Brendan Sobie / Busan

South Korea's government has ordered a re-evaluation of the Korean Multirole Helicopter (KMH) programme, which is likely to result in a massive downsizing of the recently launched $12 billion project.

Industry sources say budget constraints are forcing the new KMH programme office and Agency for Defence Development to tone down plans for developing an indigenous helicopter. Manufacturers believe South Korea will reduce the cost of the programme by either dropping the attack variant and instead only building a single utility variant, or by importing an airframe and only developing an indigenous mission system.

South Korea unveiled plans in September to move forward with the long-delayed project, setting an ambitious schedule for acquiring 500 indigenously built attack and utility helicopters (Flight International, 30 September-6 October). South Korea was planning to brief foreign manufacturers next month, issue a tender by year-end and select a Western partner in mid-2004. But the re-evaluation, ordered last week, could force a delay until the programme is sorted out.

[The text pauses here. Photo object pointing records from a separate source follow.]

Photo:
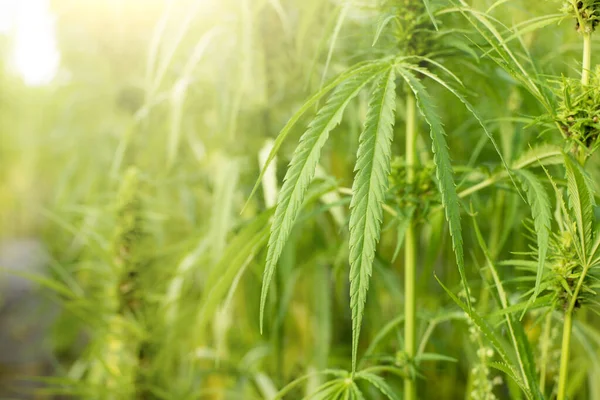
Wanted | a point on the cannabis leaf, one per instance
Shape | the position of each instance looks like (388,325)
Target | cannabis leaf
(368,194)
(581,202)
(302,168)
(542,215)
(444,173)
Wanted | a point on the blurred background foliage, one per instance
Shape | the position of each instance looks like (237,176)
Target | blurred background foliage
(133,164)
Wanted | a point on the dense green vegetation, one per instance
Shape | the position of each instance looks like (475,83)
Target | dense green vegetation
(364,199)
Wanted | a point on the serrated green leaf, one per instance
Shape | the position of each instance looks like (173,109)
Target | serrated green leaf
(520,341)
(581,202)
(368,194)
(444,172)
(355,70)
(544,154)
(541,211)
(302,169)
(484,327)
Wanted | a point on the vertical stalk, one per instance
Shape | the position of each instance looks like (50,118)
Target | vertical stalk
(545,347)
(587,58)
(410,389)
(568,323)
(565,346)
(564,358)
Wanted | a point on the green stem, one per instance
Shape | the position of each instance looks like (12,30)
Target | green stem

Sources say the country's national assembly has tasked the Audit and Inspection Bureau to study the feasibility of the programme. Top South Korean government officials also are believed to be pressing for up to $5 billion to be knocked from the budget. South Korea's defence ministry had tentatively earmarked $1.7 billion for KMH development and $11 billion for acquisition. But Western manufacturers believe $1.7 billion will not be enough for South Korea's ambitious plans.